Lo mismo sucede con cuantos siguen una fe determinada; si en vez de levantar a su Instructor un pedestal y de colocarlo en él, se deciden a levantarse hasta alcanzar el nivel del Instructor, y aunque cuenten a miles sus caídas tiene el decidido propósito de igualar a su Maestro, entonces puede asegurarse que llegarán al logro de la Visión Divina. Esta visión divina está hoy pronta a irrumpir hacia vosotros porque, en cierta medida, os habéis hecho libres y habéis comprendido algo de la más dilatada cultura del mundo: vuestros corazones se han abierto a muchas más religiones que la primera que conocisteis y empezáis a sentiros capaces de hollar el camino hacia la deificación. Para algunos de vosotros sólo unos pocos sacrificios más son requeridos. Si os decidís a hacer esos sacrificios, apartando todo cuanto limito, incluso la nacionalidad y las estrechas ideas que se proclaman como única forma de patriotismo; si os eleváis a una más alta concepción de la humanidad; si os constituís vosotros y vuestra patria en cáliz en el cual ofrecer el divino sacrificio y no como rival de otro cáliz cualquiera, sea cual sea, entonces se extenderá claro delante de vosotros el camino hacia la Visión Divina y daréis principio a la gran transformación de la vida.

La vida no está, en estos momentos, radiante de esplendor ¡hay tantas espinas debajo de las rosas, tantos agobios, tantas angustias! y, sin embargo, a través de esa oscura nube de sufrimiento podréis percibir una admirable melodía, pues en su centro anida el amor. Ese canto os recordará vuestra alegre naturaleza y sentiréis que las sublimidades de lo Bueno y lo Amable y vosotros, sois uno, no dos. Podéis ser poseedores de todos esos tesoros del Reino de Dios. No están apartados en altas esferas celestiales, esperando para ofrecerse a vuestro disfrute que hayáis muerto y subido al los cielos; los cielos y todos sus esplendores vendrán a vosotros con tal de que viváis y trabajéis por la Visión Divina.
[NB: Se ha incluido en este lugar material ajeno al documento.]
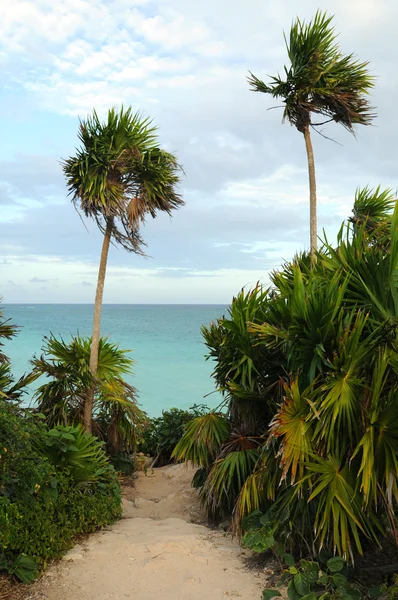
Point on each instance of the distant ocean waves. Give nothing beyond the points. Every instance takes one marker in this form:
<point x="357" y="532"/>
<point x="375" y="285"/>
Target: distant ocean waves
<point x="167" y="345"/>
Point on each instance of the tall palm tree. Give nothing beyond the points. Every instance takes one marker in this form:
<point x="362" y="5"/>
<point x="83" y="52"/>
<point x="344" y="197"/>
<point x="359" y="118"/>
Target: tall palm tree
<point x="118" y="176"/>
<point x="320" y="80"/>
<point x="117" y="418"/>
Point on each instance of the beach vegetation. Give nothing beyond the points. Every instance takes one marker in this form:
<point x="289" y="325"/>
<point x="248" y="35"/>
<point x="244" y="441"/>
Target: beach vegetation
<point x="55" y="483"/>
<point x="117" y="418"/>
<point x="320" y="83"/>
<point x="161" y="434"/>
<point x="119" y="176"/>
<point x="317" y="361"/>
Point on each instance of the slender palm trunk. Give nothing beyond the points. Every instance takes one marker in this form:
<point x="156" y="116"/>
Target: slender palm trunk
<point x="89" y="400"/>
<point x="311" y="173"/>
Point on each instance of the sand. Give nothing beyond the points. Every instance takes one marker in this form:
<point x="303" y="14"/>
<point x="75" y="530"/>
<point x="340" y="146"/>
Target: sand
<point x="158" y="550"/>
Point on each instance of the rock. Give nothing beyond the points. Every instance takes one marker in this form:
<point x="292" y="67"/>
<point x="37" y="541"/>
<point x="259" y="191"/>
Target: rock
<point x="142" y="502"/>
<point x="77" y="553"/>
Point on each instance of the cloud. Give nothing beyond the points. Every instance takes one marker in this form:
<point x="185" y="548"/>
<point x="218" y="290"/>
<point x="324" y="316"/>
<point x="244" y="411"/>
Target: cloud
<point x="185" y="65"/>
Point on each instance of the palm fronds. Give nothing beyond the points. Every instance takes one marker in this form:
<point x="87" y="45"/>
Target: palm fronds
<point x="320" y="80"/>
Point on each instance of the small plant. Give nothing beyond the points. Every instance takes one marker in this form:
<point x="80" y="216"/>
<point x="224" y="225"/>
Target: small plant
<point x="23" y="567"/>
<point x="310" y="581"/>
<point x="163" y="433"/>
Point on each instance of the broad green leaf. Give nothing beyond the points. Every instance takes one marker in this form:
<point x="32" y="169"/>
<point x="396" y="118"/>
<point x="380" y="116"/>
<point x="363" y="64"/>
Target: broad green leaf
<point x="289" y="560"/>
<point x="335" y="564"/>
<point x="301" y="585"/>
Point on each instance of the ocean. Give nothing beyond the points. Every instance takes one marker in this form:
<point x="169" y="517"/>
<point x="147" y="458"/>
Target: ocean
<point x="167" y="346"/>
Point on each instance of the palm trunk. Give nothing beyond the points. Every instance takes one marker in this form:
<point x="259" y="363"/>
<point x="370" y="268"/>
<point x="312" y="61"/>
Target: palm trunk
<point x="311" y="173"/>
<point x="89" y="400"/>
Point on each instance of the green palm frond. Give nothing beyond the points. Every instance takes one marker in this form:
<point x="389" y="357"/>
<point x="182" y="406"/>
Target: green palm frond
<point x="117" y="416"/>
<point x="373" y="206"/>
<point x="226" y="479"/>
<point x="79" y="452"/>
<point x="338" y="509"/>
<point x="293" y="428"/>
<point x="120" y="173"/>
<point x="202" y="439"/>
<point x="320" y="79"/>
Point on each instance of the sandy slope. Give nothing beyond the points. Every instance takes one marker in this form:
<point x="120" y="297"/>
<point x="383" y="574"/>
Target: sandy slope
<point x="156" y="551"/>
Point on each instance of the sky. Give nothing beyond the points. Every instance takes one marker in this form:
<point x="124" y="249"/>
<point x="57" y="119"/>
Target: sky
<point x="183" y="64"/>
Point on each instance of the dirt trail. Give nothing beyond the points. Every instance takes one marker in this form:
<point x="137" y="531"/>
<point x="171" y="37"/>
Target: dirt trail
<point x="158" y="550"/>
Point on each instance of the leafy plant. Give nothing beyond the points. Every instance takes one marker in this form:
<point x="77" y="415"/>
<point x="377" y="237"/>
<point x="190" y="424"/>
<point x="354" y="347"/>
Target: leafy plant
<point x="117" y="418"/>
<point x="163" y="433"/>
<point x="309" y="370"/>
<point x="118" y="177"/>
<point x="23" y="567"/>
<point x="72" y="448"/>
<point x="319" y="80"/>
<point x="310" y="580"/>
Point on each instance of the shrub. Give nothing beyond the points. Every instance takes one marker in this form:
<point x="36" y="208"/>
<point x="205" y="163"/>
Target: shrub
<point x="309" y="369"/>
<point x="46" y="498"/>
<point x="117" y="418"/>
<point x="162" y="433"/>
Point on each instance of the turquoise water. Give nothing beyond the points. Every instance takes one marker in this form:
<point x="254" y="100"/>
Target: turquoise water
<point x="167" y="345"/>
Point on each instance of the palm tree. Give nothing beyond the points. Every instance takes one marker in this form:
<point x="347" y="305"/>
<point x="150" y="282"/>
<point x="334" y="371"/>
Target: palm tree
<point x="319" y="81"/>
<point x="118" y="177"/>
<point x="117" y="418"/>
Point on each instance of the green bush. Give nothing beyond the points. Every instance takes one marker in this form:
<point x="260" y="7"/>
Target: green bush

No creáis, pues, hermanos, que la espiritualidad se consigue con asistir a ceremonias, oír conferencias y leer libros. Es, por el contrario, cuestión de escudriñar el corazón de los hombres, compartiendo sus alegrías y sus angustias y de comprender que vosotros, por vuestra condición de ser un poco más viejos y un poco más fuertes que muchos, podéis sostener al débil y purificar los fondos cenagosos del mundo. Comenzad a trabajar valerosamente por la vida integral y llegará a vosotros, inevitablemente, la Visión Divina del Hombre.

(The Divine Vision, 1927)

 C. Jinarâjadâsa

 Conferencia dada el 8 de mayo de 1927 en “Queen’s Hall”, en Londres
[2] Estas conferencias se dieron en Londres. Regent Street es una de las principales calles de la ciudad.